Its tours included performances in Paris, Berlin, Rome, Venice, Ravello, Deauville, Athens, the State Opera Budapest, Varese, Mexico, Brussels, Salzburg, and the Vienna Musikverein.

This was followed by concerts in Uruguay (1998), Mexico (1998), Brussels (1999), Thailand (2002), Spain (Canet de Mar, Rialp and Altafulla, 2007), and Italy (Imola, 2007).

Other stations included the "Austrian Weeks" in Stockholm (1997), a performance at the Venice Carnival (2001), the "Italian Fashion & Cultural Event" in Dubai (2003), as well as performances at the "Emiglia Romagna Festival" (2008), "Festival de Música de la Vila de Llivia", and the "Festival de Música de la Vila de Rialp" (2012).

The Vienna Residence Orchestra has also organized individual concerts for small ensembles. In 2017, a chamber ensemble of five musicians along with two ballet dancers followed a concert invitation to the Spanish town of "Llinars del Vallès" (2017).

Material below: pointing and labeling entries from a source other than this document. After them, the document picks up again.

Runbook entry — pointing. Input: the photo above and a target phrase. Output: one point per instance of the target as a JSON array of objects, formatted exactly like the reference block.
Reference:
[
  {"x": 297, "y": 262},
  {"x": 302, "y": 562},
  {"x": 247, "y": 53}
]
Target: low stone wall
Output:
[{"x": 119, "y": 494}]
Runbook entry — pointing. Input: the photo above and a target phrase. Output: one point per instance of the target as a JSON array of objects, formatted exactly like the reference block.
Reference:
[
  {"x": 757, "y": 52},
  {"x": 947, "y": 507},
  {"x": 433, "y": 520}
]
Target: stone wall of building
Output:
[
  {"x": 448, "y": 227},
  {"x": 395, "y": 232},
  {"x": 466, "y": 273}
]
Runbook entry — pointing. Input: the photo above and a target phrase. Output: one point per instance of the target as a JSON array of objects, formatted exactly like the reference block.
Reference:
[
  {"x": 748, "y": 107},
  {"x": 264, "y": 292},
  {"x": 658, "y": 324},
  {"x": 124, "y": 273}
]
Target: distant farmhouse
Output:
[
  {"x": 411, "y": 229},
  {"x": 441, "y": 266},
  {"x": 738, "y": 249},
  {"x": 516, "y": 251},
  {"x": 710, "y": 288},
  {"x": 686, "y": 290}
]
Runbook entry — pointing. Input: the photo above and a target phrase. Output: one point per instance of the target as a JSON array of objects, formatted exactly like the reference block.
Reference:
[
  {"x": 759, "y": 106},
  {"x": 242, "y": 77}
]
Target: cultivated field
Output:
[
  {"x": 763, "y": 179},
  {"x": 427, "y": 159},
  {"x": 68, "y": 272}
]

Apart from a daily concert series at Palais Auersperg, there are some additional performances for individual events. The Vienna Residence Orchestra is part of the Wiener Residenzorchester Veranstaltungs GmbH.

==Awards==

- 2009 - Concert Munich Unterföhring: Directed by Gerhard Lagrange, the Vienna Residence Orchestra won the "Unterföhringer Mohr" Cultural Award in 2009.

At the follow-up concert in 2011, the Culture Prize was awarded to the Vienna Residence Orchestra. The Culture Award of the municipality of Unterföhring has a special feature: it is completely determined by the audience. The artist or ensemble with the most positive reviews is chosen as the winner.